María representa la esencia del amor. Fue ella la que ofreció su seno para guardar al Camino, la Verdad y la Vida y al que dio su Vida por cada uno de nosotros por verdadero amor. María nos transmite ese amor a través de su Hijo. María representa el amor con el que la Iglesia nos acoge amparada en ella que reune a la comunidad apostólica.
Y es que el amor es la bandera del seguidor de Jesús. Todo arranca y parte del amor. El amor, una palabra simple y fácil de pronunciar, pero tan profunda y grande que nunca se termina de definir y aplicar. Un cristiano sin amor es un cristiano sin referente, sin raíz, sin identidad, hasta el punto que deja de serlo. En el amor está contenida toda la ley.
María es Madre de amor, porque es elegida para amar. Ama a Dios al aceptar su Voluntad, y ama a cada instante de su vida cuando se da y se ofrece en cumplimiento de la misión que se le asigna. María nos enseña a amar, porque antepone la Voluntad de Dios a todos sus gustos, sus planes y proyectos. Y ese someterse, renunciando a sus sentimientos, a sus miedos, a sus temores y a sus preferencias, descubren su verdadero amor.
Porque amar es dejarse modelar por la Mano de Dios; porque amar es ponerse en actitud de servicio, en contra de tus apetencias y sentimientos, el plan que Dios ha pensado para ti. Porque amar es aceptar el compromiso que Dios ha colocado en tu vida abrazándolo para servirlo y vivirlo en su presencia. Y en todo esto, María nos enseña a amar.

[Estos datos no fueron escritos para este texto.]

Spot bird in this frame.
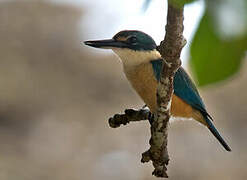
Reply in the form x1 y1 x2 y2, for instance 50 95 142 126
84 30 231 151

Nos enseña a hacerlo con humildad, con sencillez, con firmeza, con esperanza, en silencio, con docilidad, confiada y dejándose iluminar y aceptando el camino señalado. María es Madre de la Iglesia, confiada a ella por su Hijo desde la Cruz. María, siguiendo, pues, esa misión acompañó a los apóstoles, y acompaña hoy también a la Iglesia. En ella nos sentimos resguardados y amados en el camino que nos lleva a su Hijo.